Autumn is like a relaxed lunch party the day after a big night out, when you take your too-tight togs off, breathe out and have a good time, for real. It's grown-up red wine over girly rosé, apple crumble over salad. It's fire and flame colours and back to school and traffic-light trees and mist-veiled mornings and the smell of rotting fruit and it's right up my street.
When we lived in Scotland, a highlight of this time of year was apple pressing at my parents-in-law's house, so this year we invested in our very own apple press, designed and hand-made by our Danish friend Calle Christensen, a creative genius of the Heath Robinson school. Isn't she a beauty?

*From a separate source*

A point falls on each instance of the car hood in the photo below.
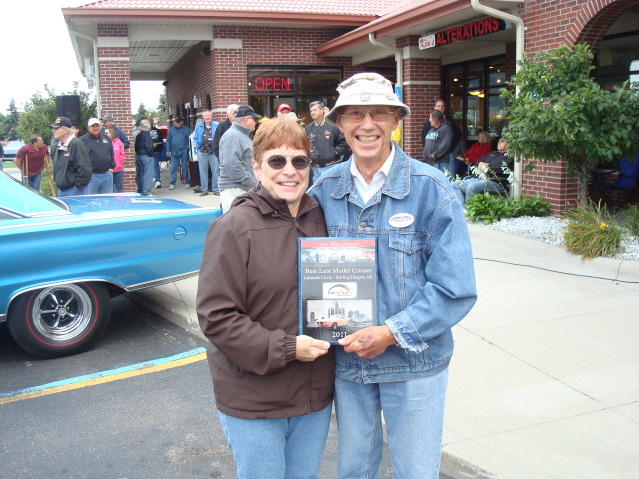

The specially nifty elements are that it integrates the fruit press and crusher (powered by an ordinary electric drill) in one machine, and uses a small car jack to squeeze up from below rather than press down from above.
I get a ridiculous amount of joy from the smell of the apples (and pears) as they're pressed and the satisfaction of filling the freezer with our own juice (not to mention the drinking that sweet, sweet nectar). Which is just as well as it makes probably no financial or practical sense to press your own (and other people's) apples by hand when you can just take them along to a local musteri. But that's not the way we roll around here.
The same argument could be used against mushroom hunting - why spend hours rootling around in the forest when you can just buy them in the supermarket (where you can be sure they won't kill you)? But this is one of the things I love about Sweden - that most people here are still sufficiently closely connected to nature to get satisfaction from finding their own (free) food and pleasure just from being in the forest. And that many have the knowledge to find and identify edible mushrooms, even if it's just the trusty chanterelle.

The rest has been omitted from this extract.